Lo que ocurre con las Fuerzas Armadas, lo que denuncian los suboficiales, no es una excepción. Es una regla. Y quienes hoy levantan la voz desde los cuarteles lo hacen en sintonía con los científicos que se organizan contra el vaciamiento del CONICET, los docentes que marchan en defensa de la educación pública, los jubilados que luchan por su sustento y los trabajadores que resisten despidos.
Esta crisis no se resolverá con anuncios ni con parches. Requiere otra lógica. Una lógica de Estado, de soberanía, de justicia social. Porque un país sin universidades, sin salud, sin salarios dignos, sin ciencia, sin Fuerzas Armadas equipadas y respetadas, sin futuro para sus jóvenes, no es un país libre. Es un país entregado.
El gobierno tiene hoy una oportunidad: frenar esta destrucción y rectificar el rumbo. Pero todo indica que seguirá avanzando, a costa del hambre de su pueblo. Por eso no alcanza con alzar la voz por separado. Es tiempo de entender que no hay luchas fragmentadas, sino una sola batalla histórica: la defensa de la soberanía nacional, la educación pública, la salud, los salarios dignos, la ciencia autónoma, los derechos de jubilados y trabajadores, y la integridad de nuestras Fuerzas Armadas como garantes de la patria.
El enemigo es uno solo, aunque se oculte tras discursos de «eficiencia» o «modernización»: es el colonialismo neoliberal que desangra al Estado para entregar nuestros recursos al capital financiero.

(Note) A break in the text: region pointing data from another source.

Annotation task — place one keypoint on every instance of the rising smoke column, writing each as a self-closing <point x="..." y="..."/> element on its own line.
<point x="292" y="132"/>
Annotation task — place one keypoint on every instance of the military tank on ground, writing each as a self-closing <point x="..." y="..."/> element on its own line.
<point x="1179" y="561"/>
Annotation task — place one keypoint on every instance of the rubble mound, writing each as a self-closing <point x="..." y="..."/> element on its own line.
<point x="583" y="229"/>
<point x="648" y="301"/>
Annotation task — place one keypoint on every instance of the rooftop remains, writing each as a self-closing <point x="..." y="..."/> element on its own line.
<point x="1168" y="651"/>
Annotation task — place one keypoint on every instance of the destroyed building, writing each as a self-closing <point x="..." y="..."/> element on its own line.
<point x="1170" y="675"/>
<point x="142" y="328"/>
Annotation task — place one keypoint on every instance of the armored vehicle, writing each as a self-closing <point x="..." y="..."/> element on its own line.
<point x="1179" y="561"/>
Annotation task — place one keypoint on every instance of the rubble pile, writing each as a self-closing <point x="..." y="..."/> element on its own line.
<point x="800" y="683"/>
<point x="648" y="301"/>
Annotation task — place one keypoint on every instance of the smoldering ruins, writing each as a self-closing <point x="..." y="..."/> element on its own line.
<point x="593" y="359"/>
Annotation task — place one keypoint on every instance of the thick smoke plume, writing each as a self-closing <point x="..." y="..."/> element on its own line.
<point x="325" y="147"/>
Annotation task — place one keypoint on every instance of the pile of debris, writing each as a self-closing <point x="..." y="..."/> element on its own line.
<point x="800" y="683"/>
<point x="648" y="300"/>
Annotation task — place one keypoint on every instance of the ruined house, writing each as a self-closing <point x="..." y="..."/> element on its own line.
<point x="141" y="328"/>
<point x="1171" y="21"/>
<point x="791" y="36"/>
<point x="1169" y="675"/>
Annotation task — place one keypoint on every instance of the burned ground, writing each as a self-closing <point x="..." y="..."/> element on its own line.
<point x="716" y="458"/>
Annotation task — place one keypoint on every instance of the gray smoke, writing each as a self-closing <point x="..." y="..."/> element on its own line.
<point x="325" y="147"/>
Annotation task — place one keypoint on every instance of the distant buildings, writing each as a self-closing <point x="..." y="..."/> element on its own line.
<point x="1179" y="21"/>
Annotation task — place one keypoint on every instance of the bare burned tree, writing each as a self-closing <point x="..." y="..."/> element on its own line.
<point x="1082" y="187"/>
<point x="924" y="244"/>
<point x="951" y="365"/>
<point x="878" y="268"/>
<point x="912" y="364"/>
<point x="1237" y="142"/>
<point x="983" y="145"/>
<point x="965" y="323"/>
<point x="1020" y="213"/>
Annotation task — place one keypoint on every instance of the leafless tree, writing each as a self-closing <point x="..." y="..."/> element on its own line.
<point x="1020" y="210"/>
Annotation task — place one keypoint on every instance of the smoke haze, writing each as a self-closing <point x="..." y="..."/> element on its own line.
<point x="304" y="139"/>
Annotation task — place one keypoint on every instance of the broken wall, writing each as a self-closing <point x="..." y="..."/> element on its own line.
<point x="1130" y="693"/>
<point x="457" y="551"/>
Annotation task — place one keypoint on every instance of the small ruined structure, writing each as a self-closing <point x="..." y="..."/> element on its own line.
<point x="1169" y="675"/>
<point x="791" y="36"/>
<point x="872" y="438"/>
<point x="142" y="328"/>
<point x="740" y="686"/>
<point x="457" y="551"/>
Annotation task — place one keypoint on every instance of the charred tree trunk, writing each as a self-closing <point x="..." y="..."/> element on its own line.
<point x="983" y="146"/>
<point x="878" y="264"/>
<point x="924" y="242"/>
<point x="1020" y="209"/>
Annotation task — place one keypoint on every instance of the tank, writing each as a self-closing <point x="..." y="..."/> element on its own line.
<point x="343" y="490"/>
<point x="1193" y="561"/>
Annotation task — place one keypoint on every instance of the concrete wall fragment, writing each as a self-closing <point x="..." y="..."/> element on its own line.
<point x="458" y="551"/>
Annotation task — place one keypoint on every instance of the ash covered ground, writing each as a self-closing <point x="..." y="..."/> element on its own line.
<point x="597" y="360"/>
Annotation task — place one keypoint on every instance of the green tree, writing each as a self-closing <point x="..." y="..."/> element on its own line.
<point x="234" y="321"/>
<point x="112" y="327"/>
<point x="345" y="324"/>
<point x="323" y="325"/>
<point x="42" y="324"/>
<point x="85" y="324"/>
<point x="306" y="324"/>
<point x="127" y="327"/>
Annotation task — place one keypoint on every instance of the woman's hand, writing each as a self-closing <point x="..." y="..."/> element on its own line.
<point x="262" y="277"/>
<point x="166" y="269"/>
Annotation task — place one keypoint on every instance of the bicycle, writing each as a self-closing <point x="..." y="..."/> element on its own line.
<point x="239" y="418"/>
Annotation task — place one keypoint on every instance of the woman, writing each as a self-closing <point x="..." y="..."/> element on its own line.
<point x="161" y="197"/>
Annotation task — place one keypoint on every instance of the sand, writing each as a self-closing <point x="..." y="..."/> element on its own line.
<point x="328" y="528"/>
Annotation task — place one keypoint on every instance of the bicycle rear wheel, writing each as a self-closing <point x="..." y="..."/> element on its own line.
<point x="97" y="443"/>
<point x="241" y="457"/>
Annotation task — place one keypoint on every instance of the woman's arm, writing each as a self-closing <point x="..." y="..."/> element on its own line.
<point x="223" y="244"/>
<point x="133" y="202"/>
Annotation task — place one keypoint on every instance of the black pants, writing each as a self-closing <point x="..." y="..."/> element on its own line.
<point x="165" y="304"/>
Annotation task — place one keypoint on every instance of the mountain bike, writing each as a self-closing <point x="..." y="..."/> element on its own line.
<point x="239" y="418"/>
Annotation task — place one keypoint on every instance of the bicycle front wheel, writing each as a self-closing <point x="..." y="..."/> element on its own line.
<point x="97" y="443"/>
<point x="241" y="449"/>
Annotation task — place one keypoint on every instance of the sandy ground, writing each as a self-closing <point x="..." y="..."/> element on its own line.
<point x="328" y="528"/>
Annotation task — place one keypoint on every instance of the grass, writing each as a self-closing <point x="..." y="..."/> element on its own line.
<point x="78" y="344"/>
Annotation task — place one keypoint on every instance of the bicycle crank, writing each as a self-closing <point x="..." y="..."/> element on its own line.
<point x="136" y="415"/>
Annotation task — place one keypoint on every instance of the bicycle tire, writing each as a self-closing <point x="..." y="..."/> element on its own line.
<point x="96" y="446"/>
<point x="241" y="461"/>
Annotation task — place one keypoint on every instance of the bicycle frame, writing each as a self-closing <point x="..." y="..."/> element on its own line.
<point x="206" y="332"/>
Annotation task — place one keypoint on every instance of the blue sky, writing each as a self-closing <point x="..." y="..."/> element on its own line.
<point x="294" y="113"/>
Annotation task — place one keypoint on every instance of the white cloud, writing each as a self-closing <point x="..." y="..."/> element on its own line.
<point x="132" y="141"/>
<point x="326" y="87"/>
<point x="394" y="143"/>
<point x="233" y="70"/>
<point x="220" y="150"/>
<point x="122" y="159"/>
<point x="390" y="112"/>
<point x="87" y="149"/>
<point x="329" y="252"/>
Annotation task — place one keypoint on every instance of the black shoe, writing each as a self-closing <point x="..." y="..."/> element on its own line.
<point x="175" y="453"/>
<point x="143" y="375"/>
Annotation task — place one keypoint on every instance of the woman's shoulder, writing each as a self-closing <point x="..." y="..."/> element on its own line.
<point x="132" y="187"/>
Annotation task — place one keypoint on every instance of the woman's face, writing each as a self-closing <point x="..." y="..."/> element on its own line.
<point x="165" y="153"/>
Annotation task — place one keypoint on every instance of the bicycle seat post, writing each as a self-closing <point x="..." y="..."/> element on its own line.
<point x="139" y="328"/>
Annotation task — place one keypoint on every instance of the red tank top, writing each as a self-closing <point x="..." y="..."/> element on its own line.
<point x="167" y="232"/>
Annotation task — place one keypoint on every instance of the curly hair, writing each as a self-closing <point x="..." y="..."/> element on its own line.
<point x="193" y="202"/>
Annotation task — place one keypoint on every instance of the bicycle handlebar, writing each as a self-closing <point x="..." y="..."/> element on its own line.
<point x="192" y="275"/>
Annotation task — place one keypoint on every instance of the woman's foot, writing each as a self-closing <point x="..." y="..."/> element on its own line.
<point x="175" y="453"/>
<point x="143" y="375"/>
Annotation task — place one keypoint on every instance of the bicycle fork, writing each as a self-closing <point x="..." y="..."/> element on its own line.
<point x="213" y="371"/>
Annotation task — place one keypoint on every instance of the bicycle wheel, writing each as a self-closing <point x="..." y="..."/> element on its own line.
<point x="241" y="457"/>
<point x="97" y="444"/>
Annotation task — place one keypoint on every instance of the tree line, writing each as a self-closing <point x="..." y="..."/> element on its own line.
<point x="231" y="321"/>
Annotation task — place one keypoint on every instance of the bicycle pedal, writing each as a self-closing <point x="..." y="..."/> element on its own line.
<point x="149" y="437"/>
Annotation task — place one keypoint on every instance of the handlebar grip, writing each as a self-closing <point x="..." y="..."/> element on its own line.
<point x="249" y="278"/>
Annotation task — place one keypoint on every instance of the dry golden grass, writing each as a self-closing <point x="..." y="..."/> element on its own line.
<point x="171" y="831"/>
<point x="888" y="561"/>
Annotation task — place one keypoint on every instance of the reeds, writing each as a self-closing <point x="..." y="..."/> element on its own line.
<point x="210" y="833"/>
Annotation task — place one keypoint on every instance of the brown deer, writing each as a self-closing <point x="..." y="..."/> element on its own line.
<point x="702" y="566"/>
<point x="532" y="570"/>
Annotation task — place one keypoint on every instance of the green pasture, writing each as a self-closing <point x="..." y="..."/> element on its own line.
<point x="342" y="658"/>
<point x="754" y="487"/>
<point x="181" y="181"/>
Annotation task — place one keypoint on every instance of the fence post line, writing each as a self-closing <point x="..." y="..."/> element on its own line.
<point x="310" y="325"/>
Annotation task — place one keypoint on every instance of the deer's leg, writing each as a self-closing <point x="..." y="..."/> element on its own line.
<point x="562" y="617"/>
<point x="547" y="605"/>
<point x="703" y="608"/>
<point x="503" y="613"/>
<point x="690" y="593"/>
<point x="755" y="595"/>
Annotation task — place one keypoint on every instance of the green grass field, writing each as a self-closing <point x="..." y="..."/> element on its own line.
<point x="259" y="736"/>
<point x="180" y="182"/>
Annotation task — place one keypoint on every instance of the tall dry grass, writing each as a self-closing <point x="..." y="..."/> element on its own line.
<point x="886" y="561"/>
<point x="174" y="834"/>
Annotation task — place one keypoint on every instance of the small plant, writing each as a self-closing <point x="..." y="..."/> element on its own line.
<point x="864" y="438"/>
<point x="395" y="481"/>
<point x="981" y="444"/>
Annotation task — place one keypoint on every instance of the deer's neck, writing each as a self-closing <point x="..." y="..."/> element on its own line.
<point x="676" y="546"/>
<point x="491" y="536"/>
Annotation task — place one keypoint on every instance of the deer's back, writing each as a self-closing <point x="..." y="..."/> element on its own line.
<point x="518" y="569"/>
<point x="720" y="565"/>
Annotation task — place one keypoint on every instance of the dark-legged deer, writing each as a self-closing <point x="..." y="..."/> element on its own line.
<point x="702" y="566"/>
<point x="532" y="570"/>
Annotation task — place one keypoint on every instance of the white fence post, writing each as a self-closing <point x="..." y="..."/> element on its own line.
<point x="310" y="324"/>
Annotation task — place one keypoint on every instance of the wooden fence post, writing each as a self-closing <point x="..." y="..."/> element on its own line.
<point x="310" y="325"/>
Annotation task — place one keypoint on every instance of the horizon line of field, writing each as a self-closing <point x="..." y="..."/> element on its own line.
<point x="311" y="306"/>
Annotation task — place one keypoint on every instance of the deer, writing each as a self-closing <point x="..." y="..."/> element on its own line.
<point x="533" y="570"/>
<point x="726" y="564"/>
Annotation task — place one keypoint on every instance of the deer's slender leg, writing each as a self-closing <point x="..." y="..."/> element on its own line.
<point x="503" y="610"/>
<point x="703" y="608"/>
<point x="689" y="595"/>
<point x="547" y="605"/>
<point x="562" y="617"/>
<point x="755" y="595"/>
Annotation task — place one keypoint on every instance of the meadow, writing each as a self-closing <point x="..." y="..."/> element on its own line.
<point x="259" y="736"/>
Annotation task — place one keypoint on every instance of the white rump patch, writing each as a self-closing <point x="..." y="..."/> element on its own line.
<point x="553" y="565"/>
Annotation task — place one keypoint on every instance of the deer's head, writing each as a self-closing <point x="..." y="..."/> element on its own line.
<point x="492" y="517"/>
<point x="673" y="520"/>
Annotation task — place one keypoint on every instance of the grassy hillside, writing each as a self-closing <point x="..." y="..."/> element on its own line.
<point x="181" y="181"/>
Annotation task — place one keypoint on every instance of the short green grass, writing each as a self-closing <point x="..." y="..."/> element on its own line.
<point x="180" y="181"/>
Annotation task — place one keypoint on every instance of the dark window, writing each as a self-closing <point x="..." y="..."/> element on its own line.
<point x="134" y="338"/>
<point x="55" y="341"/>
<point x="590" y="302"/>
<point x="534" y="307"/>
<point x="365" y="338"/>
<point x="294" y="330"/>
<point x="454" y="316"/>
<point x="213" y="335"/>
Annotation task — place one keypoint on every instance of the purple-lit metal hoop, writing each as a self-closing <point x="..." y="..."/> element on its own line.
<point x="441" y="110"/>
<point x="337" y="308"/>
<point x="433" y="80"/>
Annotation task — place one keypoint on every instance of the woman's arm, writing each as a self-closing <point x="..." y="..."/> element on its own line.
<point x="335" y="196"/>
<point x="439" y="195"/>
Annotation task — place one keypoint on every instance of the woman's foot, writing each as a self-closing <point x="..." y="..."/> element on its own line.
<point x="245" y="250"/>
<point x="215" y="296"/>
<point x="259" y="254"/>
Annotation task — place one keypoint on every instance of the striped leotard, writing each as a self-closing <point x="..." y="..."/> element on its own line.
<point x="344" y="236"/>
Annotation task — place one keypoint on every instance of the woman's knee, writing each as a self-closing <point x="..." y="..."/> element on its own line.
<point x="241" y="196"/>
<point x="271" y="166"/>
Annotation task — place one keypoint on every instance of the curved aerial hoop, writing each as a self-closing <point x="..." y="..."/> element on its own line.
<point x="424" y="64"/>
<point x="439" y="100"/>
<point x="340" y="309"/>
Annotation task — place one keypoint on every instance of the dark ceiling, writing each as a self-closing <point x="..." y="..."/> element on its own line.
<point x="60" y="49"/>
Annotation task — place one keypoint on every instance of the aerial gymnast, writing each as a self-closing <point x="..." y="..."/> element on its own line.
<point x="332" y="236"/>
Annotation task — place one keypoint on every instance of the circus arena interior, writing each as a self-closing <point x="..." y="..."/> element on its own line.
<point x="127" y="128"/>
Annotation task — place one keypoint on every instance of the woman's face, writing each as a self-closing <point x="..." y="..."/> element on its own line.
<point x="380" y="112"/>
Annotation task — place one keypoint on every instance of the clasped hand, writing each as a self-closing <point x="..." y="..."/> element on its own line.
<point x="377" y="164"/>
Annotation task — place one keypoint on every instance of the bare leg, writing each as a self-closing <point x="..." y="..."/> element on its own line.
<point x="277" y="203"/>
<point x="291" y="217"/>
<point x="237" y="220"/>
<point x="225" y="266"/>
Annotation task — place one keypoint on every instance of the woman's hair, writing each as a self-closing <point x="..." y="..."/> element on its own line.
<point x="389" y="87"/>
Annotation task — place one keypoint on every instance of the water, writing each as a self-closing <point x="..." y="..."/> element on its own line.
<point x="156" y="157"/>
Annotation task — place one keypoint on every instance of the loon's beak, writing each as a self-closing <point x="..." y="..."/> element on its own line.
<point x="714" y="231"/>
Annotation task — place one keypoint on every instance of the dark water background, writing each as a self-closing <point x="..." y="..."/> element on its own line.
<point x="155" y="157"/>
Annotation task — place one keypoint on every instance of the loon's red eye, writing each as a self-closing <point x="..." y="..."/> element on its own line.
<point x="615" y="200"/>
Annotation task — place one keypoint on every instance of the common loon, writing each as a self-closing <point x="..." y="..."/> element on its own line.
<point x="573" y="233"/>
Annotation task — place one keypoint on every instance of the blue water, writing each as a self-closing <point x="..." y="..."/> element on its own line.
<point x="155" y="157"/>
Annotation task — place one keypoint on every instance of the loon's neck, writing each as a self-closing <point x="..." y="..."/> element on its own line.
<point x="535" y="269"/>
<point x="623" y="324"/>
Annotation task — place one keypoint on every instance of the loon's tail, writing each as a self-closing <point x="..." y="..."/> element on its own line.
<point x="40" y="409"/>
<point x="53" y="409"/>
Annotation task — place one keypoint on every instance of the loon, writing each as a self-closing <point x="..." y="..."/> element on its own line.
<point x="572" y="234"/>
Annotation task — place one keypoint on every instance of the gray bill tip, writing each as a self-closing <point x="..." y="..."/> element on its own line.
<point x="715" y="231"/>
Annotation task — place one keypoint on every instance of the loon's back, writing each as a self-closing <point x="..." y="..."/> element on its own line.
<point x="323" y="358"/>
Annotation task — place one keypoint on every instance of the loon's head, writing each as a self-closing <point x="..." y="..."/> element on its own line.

Frente a este proyecto de saqueo, no hay sector que resista aislado. La fragmentación es derrota. La unidad es estrategia: cuando atacan a un eslabón de la cadena popular —sea un científico, un docente, un suboficial o un jubilado—, atacan al pueblo entero.
Solo la organización colectiva, consciente de su fuerza y su historia, podrá detener esta ofensiva. Como gritan desde las trincheras de la dignidad: «No nos resignaremos. No nos rendiremos«. Porque esta no es una resistencia, es la construcción de un futuro donde la patria no se negocia, se defiende.
“La historia no se borra, la memoria no se clausura, la justicia no se negocia, la soberanía no se entrega y la apatía es la derrota que ningún pueblo puede permitirse”.
Del autor: José “Pepe” Armaleo – Militante, abogado, magíster en Derechos Humanos, integrante del Centro de Estudio de la Realidad Social y Política argentina, Arturo Sampay.